不管怎樣,她們在嚴沛呈眼裡都是一樣的女人,不是嗎?都是他需要的時候寵着你,玩膩了之後便都給他能滾多遠滾多遠,同樣是可憐的女人,又何必較出個優劣呢!
成功地刺激到了凌韻一,但是沐然的心情也沒有那麼好,靠在椅背上,一直沉默着看着某處。
下了飛機,沐然在糾結是要回到自己簡陋的小家呢,還是去嚴沛呈那牢籠一般的豪華公寓,而這時,陳秘書拖着沐然的行李箱說:“喬小姐,嚴先生讓我送你回家。
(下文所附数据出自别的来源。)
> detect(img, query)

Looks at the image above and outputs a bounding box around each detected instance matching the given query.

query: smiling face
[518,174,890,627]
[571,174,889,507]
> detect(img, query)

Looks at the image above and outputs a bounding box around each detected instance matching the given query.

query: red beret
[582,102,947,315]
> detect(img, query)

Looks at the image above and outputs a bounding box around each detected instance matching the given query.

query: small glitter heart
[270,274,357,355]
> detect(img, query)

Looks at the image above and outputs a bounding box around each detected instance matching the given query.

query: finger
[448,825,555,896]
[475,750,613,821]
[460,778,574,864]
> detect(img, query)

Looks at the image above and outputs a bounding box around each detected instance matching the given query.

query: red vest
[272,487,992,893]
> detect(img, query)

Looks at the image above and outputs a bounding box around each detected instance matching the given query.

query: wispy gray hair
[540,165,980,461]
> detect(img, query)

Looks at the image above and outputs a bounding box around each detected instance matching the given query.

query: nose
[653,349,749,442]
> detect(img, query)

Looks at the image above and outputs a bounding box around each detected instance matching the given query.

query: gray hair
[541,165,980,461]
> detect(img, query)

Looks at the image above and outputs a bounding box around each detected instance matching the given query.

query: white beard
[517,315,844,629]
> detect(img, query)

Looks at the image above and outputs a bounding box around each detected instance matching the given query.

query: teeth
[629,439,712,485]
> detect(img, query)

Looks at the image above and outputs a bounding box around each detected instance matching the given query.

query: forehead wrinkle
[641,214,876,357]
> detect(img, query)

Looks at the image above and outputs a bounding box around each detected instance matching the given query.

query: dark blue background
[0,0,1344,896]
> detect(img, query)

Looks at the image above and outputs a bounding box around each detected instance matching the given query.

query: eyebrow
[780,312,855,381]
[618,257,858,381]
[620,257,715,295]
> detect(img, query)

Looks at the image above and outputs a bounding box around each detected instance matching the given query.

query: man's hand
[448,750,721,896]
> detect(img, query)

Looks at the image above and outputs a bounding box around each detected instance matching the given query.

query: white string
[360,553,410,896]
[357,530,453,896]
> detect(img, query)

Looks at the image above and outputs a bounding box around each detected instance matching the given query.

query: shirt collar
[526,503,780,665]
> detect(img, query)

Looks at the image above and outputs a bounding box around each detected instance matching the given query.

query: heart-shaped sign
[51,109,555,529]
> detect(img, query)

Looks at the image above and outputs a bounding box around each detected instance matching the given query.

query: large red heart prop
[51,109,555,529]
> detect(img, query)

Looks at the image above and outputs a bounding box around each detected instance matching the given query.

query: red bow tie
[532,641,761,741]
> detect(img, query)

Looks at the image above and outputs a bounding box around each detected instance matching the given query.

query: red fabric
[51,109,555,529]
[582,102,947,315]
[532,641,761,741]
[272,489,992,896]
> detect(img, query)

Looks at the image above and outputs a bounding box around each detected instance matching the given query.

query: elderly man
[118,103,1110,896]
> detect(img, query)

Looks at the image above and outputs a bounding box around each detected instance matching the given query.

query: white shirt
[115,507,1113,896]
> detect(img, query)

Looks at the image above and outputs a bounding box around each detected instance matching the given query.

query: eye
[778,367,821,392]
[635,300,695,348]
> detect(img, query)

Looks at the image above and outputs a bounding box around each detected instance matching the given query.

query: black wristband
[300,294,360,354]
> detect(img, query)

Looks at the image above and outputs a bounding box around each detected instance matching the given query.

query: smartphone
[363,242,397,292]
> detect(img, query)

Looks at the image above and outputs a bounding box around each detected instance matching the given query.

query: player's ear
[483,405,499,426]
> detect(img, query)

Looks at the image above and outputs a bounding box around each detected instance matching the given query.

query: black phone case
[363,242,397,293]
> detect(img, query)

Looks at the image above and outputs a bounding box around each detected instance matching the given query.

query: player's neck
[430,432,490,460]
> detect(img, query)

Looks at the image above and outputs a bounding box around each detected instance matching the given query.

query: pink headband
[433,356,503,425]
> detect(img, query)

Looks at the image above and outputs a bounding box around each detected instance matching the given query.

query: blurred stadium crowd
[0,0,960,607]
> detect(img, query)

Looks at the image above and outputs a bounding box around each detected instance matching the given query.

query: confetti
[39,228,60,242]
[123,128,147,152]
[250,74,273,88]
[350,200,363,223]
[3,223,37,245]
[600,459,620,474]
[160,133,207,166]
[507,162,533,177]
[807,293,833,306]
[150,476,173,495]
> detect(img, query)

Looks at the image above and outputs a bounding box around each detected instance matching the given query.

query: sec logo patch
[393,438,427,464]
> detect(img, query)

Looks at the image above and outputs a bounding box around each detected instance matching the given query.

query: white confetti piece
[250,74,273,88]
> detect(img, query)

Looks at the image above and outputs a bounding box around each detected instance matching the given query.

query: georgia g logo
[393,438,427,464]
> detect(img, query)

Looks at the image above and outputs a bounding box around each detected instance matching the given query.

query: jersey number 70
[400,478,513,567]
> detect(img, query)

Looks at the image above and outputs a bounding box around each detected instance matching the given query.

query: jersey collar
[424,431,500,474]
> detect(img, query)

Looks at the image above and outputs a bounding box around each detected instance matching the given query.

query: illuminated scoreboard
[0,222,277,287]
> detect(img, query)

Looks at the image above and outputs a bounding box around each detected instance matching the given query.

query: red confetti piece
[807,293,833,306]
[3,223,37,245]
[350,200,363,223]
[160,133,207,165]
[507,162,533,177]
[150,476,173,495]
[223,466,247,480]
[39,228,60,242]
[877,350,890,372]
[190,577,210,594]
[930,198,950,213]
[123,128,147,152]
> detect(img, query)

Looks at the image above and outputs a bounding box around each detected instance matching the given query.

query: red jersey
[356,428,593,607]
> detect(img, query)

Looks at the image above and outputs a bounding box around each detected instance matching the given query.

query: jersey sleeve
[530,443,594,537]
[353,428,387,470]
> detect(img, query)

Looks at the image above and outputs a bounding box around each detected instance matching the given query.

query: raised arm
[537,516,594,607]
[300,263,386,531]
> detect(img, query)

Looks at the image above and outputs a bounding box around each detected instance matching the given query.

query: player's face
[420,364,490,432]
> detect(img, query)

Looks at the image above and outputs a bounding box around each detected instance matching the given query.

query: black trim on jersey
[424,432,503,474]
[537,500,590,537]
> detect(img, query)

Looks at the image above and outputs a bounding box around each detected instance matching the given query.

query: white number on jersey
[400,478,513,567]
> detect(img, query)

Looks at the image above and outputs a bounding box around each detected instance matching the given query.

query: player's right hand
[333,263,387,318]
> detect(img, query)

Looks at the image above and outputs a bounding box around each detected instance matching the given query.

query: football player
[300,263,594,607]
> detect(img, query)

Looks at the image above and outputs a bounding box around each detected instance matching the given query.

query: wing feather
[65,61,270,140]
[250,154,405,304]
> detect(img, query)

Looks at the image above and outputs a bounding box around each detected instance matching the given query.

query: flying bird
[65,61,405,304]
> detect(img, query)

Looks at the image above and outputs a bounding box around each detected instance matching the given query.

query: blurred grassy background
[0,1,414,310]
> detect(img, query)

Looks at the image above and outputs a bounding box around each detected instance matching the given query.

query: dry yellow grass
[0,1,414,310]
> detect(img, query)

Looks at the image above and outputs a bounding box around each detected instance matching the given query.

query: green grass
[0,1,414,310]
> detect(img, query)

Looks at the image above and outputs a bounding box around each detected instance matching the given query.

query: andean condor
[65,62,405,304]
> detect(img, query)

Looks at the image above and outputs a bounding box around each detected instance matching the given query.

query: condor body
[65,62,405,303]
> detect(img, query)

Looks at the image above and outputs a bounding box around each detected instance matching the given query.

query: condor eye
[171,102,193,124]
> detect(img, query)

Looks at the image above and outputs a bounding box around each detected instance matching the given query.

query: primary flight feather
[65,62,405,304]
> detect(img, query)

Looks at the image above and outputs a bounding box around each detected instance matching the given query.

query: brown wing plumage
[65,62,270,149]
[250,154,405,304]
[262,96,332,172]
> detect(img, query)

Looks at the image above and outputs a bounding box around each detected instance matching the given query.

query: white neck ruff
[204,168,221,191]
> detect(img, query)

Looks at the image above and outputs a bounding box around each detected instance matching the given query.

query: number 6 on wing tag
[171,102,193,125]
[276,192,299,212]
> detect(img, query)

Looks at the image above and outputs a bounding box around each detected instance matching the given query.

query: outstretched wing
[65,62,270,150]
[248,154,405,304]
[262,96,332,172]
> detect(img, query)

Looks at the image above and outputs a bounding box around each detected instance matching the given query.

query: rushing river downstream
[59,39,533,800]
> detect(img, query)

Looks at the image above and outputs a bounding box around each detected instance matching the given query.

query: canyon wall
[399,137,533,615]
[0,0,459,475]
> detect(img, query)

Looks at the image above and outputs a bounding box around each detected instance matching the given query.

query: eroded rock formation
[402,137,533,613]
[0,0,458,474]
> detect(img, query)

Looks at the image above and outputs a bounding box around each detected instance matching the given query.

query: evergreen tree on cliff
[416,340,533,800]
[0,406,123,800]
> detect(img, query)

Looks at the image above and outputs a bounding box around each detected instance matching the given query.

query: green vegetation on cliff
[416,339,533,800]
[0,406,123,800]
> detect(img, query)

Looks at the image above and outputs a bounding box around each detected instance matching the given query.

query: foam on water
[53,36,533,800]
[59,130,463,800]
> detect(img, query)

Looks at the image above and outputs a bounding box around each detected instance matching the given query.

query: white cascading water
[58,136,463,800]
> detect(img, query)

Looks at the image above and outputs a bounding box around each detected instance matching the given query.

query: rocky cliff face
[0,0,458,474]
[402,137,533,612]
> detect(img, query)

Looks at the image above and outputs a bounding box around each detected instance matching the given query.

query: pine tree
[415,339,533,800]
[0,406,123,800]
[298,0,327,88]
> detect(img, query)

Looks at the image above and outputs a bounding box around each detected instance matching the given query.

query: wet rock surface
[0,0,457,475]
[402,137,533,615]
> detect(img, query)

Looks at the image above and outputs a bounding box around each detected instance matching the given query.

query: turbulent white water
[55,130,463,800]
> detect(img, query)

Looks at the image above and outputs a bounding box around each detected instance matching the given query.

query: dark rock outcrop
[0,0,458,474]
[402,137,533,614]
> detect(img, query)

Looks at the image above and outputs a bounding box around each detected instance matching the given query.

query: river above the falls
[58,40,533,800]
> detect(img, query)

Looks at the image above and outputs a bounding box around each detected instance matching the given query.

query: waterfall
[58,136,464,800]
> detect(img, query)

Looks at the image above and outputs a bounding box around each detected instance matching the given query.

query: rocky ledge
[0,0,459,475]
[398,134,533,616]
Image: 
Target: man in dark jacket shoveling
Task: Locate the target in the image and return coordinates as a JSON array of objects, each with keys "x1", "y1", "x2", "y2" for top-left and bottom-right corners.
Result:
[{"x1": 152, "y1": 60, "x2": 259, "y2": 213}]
”
最後陳秘書把沐然送到嚴沛呈的公寓,其實沐然一直不想稱這裡爲什麼家,因爲這裡從來都沒有固定的女主人,而男主人也經常不回來,充其量也就是花錢買下來的驛站罷了。
既然這是嚴先生的意思,那沐然也就沒有反抗的必要,乖乖地在這裡住下了,然後每天等待男主人的回來。
當沐然虛脫地坐在客廳的沙發上發呆的時候,在不遠處的高樓裡的一個辦公室內,兩個男人正在交談着。
“承銘,她今天的飛機回來,這會兒應該已經到家了。”
“……”李承銘站在窗前,看着遠處的某一幢樓,一言不發。
“這些是我最近查到的結果,你慢慢看吧!內容很精彩,需要你花時間去消化。”
李承銘終於轉過身,看着辦公桌上的資料袋,眼神掙扎。
“不管你查到了什麼,不要讓第三個人知道,不然別怪我翻臉不認人!”
“哎呦呦,我說老同學啊,爲了個女人和一個無所不知的神探翻臉,你豈不是虧大了?我相信,看了資料後,你會重新在心裡定位這女人的。”
男人嬉皮笑臉一番後,離開了辦公室,而李承銘卻因爲剛纔男人的一番話,心裡翻攪着、叫囂着,既有些迫不及待的想要看看資料袋裡面的內容,又想要逃避事實。
幾經糾結後,他還是把資料袋打開了,一張一張地翻看着手裡的資料和照片,臉色越來越難看,眼神越來越陰寒,最後,放下資料,只餘一聲冷笑。
原來她和他早在七年前就有瓜葛,難怪這麼多年,分分合合,最後還是要糾纏不清。他們都當他是傻子是嗎?如今,他倒是後悔當年就那樣放了她,還一個背叛者自由,多麼可笑的成全。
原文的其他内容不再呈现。